Roma, 11 nov. (Adnkronos Salute) – “Studi clinici hanno dimostrato che gli anticorpi monoclonali sono efficaci nel rimuovere l’amiloide dal cervello nelle persone con malattia di Alzheimer precoce. I benefici cognitivi e funzionali sono statisticamente significativi, ma non raggiungono la differenza minima clinicamente importante”. Lo ha detto Annachiara Cagnin, professoressa associata di Neurologia all’Università di Padova, in occasione del 54esimo Congresso nazionale della Società italiana di Neurologia (Sin) in corso a Roma.

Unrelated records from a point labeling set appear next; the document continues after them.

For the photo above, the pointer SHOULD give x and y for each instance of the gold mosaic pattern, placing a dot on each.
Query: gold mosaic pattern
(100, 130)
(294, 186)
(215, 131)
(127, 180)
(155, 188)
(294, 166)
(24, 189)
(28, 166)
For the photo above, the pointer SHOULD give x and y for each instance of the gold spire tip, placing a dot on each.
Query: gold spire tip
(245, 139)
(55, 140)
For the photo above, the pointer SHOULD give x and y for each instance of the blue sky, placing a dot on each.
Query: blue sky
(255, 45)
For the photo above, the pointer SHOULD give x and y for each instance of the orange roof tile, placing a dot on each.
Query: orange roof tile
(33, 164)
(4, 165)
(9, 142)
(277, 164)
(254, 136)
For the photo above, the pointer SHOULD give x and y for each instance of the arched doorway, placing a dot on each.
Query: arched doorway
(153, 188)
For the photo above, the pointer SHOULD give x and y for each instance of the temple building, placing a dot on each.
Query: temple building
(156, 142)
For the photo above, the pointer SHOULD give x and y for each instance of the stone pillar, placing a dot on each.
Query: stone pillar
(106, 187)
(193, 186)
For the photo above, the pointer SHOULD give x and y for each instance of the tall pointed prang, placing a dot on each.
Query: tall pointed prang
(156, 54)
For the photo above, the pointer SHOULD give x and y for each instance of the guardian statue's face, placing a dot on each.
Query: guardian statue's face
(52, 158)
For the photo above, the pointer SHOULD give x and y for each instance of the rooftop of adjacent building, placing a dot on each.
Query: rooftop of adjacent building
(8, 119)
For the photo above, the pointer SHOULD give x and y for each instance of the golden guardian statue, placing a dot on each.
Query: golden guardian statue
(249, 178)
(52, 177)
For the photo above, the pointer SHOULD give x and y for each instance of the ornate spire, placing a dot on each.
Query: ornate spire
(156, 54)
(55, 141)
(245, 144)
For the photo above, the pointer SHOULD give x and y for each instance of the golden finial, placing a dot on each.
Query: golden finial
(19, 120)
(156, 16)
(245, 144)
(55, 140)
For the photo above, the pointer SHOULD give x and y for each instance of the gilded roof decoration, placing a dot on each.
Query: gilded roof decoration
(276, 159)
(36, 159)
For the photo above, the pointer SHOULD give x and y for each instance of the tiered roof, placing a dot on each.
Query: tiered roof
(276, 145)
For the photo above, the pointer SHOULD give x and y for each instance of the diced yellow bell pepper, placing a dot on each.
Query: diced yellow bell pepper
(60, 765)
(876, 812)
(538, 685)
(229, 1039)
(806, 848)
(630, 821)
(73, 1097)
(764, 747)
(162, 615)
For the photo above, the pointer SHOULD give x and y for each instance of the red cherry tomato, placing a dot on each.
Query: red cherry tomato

“Le terapie farmacologiche consolidate per la malattia di Alzheimer (inibitori della colinesterasi e memantina) non modificano il decorso della malattia – spiega Cagnin – e forniscono solo un modesto beneficio clinico. Le misure dei biomarcatori di amiloide, tau e neurodegenerazione sono state parte integrante degli studi clinici sulla malattia di Alzheimer per i farmaci biologici, per la selezione dei pazienti e il monitoraggio dell’efficacia. A oggi, due anticorpi monoclonali che hanno come bersaglio la proteina beta-amiloide (donanemab e lecanemab) sono stati approvati negli Stati Uniti, in Uk, e sono in fase di valutazione da parte di altri Paesi. Anomalie di imaging correlate all’amiloide di edema vasogenico e microemorragie si verificano più frequentemente durante il trattamento – sottolinea Cagnin – Sebbene questi siano solitamente asintomatici o transitori, in alcune persone sono gravi o fatali. E’ improbabile che il targeting dell’amiloide come strategia unimodale sia sufficiente e le terapie future potrebbero dover essere multimodali, mirando a target che coinvolgono diversi meccanismi patogenetici”.

Il peso della “demenza è maggiore nella popolazione anziana dove domina la comorbilità e l’eziologia mista – conclude la neurologa – si attenua la relazione tra biomarcatori, fenotipo clinico e patologia e la fragilità e la comorbilità influiscono sulla cognitività. Ciò crea sfide nell’identificazione di terapie efficaci per le fasce d’età in cui la demenza è più diffusa”.